Number of new drugs picks up in Europe and U.S.

Posted: Published on December 19th, 2012

This post was added by Dr P. Richardson

LONDON (Reuters) - The number of new medicines approved or pending approval is on the rise on both sides of the Atlantic, painting an encouraging picture for the global drugs industry as it emerges from a wave of patent expiries.

European regulators said on Tuesday that they expect an increase in new drug applications to about 54 in 2013. In the United States, a total of 34 new drugs have been approved for sale so far in 2012 - the highest level in eight years.

The sector badly needs a pick-up in productivity as companies try to refill their medicine chests after a wave of patient expiries that have peaked this year, depriving leading U.S. and European drug companies of more than $30 billion of revenue.

"It bodes well," said Standard & Poor's (S&P) analyst Olaf Toelke, who predicts that strong pipelines will allow most large drugmakers to emerge unscathed from the spike in sales losses.

"It shows that companies are addressing the need to find new drugs to replace those facing patent expiration.
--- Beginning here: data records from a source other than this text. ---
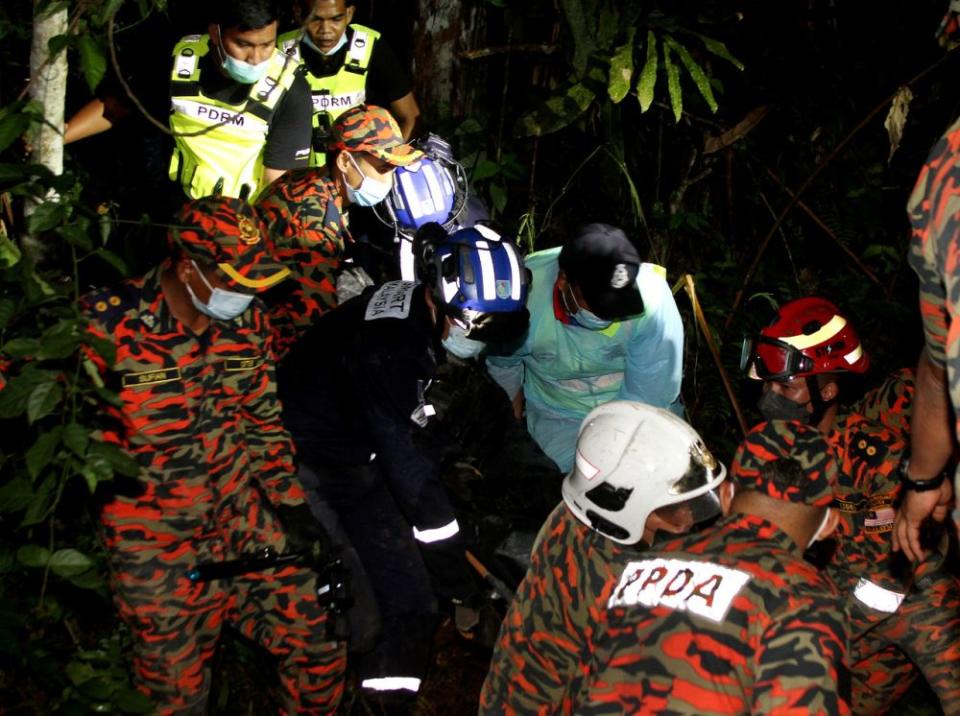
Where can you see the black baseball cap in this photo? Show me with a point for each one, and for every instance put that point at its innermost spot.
(601, 260)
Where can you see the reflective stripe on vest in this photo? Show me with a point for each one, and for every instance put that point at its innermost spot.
(229, 155)
(437, 534)
(876, 597)
(334, 95)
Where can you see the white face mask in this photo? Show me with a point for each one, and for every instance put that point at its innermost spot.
(816, 535)
(371, 191)
(222, 305)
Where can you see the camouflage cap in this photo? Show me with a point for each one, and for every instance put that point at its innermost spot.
(228, 233)
(776, 440)
(372, 129)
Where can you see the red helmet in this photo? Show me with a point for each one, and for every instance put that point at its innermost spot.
(807, 337)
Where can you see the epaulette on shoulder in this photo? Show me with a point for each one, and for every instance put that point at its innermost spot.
(108, 305)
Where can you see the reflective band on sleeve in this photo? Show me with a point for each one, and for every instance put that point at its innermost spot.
(437, 534)
(392, 683)
(876, 597)
(487, 272)
(827, 331)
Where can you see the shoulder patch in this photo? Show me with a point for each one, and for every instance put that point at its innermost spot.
(391, 300)
(702, 588)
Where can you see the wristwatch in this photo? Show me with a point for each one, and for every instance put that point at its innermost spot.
(931, 483)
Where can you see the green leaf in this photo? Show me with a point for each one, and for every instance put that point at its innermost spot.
(485, 169)
(700, 78)
(33, 555)
(38, 509)
(498, 196)
(46, 216)
(16, 495)
(673, 83)
(557, 112)
(61, 340)
(9, 251)
(93, 60)
(621, 69)
(42, 451)
(111, 258)
(715, 47)
(90, 368)
(8, 307)
(24, 347)
(69, 562)
(648, 75)
(76, 437)
(44, 398)
(89, 579)
(77, 235)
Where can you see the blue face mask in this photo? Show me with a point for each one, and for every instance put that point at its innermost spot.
(583, 317)
(222, 305)
(459, 345)
(238, 70)
(371, 191)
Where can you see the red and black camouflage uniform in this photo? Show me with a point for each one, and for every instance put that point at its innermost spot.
(545, 642)
(903, 623)
(199, 413)
(732, 620)
(308, 227)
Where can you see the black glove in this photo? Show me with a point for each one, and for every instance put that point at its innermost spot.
(304, 533)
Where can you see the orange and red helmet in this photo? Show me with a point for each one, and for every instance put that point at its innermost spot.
(807, 337)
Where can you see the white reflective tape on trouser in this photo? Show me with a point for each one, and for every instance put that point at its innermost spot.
(436, 534)
(876, 597)
(392, 683)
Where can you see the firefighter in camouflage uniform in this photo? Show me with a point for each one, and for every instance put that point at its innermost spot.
(904, 619)
(305, 213)
(640, 472)
(198, 411)
(733, 620)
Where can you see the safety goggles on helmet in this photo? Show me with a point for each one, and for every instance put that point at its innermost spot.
(765, 358)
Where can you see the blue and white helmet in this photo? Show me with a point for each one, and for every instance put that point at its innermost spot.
(477, 277)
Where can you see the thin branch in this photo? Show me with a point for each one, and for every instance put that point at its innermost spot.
(827, 230)
(506, 49)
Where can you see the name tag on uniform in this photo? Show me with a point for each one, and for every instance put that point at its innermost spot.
(392, 300)
(243, 363)
(150, 377)
(704, 589)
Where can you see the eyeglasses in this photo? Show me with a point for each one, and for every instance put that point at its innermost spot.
(767, 358)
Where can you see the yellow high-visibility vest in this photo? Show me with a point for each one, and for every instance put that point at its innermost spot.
(335, 94)
(227, 159)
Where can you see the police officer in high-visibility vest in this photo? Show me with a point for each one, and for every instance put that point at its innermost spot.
(240, 109)
(347, 65)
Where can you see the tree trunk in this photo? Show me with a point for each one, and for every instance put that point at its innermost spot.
(443, 29)
(48, 88)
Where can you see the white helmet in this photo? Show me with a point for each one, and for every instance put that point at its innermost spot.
(632, 459)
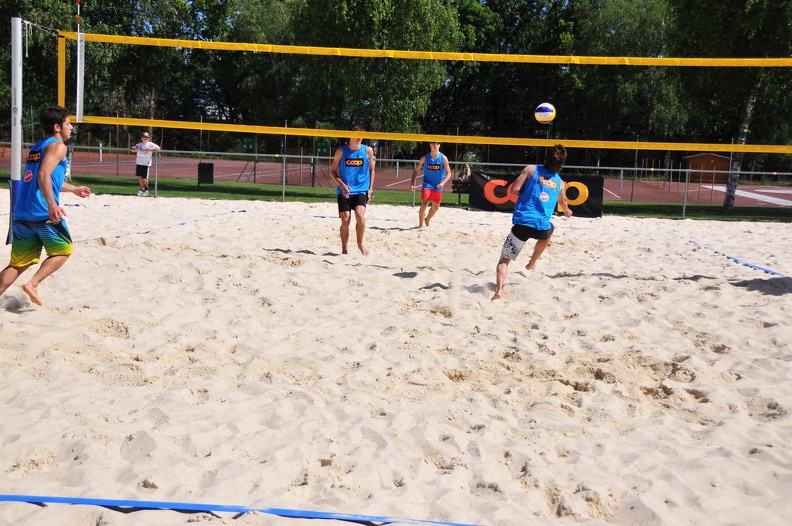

They have done their homework and it looks as if the industry will be at least stable in future and not fall off the threatened patent cliff."

The U.S. Food and Drug Administration (FDA), gatekeeper to the world's biggest pharmaceuticals market, still has just over a week to add more approvals to this year's tally - and there are signs that the number will increase further.

Three new products for leukemia, anthrax and Cushing's disease from Ariad Pharmaceuticals, GlaxoSmithKline and Novartis were approved last Friday alone, and the FDA is scheduled to hand down decisions on a further four drugs before the end of the month.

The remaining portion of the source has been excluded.